Through impact analysis, one can identify individual pieces of evidence that significantly alter the target. By focusing on the effects of each data point, users can determine which inputs drive the greatest change, helping prioritize information that has the strongest impact. Conversely, by examining the impact of excluding certain data points, impact analysis reveals which pieces of evidence, if left out, lead to notable shifts in the outcome. This helps pinpoint potentially essential evidence that supports the overall hypothesis.
Additionally, impact analysis can evaluate combinations of evidence, showing how specific subsets, whether included or excluded, affect the target variable. This feature is particularly useful for assessing interdependent data points and their collective impact on the hypothesis. Overall, impact analysis provides a structured approach to understanding evidence relevance, empowering users to make data-informed decisions and refine their strategies for more accurate and effective results.
To summarize, impact analysis can be used to:
- See which individual pieces of evidence change the target the most
- See which individual pieces of evidence, when excluded, change the target the most
- See which subsets of evidence which, when included or excluded, change the target the most.
A complimentary tool is Log-likelihood analysis which can help determine which pieces of evidence are anomalous.
The target variable (V) is also often referred to as the hypothesis variable.
Support
Variable type | Hypothesis | Evidence |
---|---|---|
Discrete | Yes | Yes |
Continuous | Yes | Yes |
Hybrid | Yes | Yes |
We use the term None to refer to the case when none of the evidence (being analyzed) is included. We use the term All to refer to the case when all of the evidence (being analyzed) is included.
Subsets
The subsets to consider are generated by looking at all possible combinations of evidence, subject to the following constraints.
Max evidence subset size
The number of items of evidence in each subset.
Subset method
When Subset method is set to Include, evidence on variables in the subset is included, but not other evidence variables (being analyzed).

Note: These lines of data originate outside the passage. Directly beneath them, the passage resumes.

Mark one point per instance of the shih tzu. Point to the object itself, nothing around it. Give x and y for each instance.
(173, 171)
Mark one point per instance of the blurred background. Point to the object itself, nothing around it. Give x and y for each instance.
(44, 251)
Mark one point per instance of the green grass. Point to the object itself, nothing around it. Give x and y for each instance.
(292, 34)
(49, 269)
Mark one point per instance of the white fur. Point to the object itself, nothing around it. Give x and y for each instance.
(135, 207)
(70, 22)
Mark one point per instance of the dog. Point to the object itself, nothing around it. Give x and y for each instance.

When Subset method is set to Exclude, all evidence is used, except for those in the subset.
Statistics
For each evidence subset, impact analysis calculates a number of statistics:
Distance V (from None)
The Kullback-Leibler divergence D(P||Q) from the target (V) query without evidence (Q) to the current combination (P).
This tells us how different the target (V) is between the current subset evidence and no evidence.
Kullback-Leibler divergence (to All)
The Kullback-Leibler divergence D(P||Q) from the target (V) query with the current subset of evidence (Q) to all evidence (P).
This tells us how different the target (V) is between all evidence and the current subset evidence.
P(S)
When a discrete target state (S) is included, this reports the probability of that state given the current evidence subset.
P(S) - P(None)
When a discrete target state (S) is included, this reports the difference between the probability of that state given the current evidence subset and no evidence.
P(All) - P(S)
When a discrete target state (S) is included, this reports the difference between the probability of that state given All the evidence and the current evidence subset.
P(S) / P(None)
When a discrete target state (S) is included, this reports the ratio between the probability of that state given the current evidence subset and no evidence.
This is also known as the Normalized Likelihood in impact analysis.
P(All) / P(S)
When a discrete target state (S) is included, this reports the ratio between the probability of that state given All the evidence and the current evidence subset.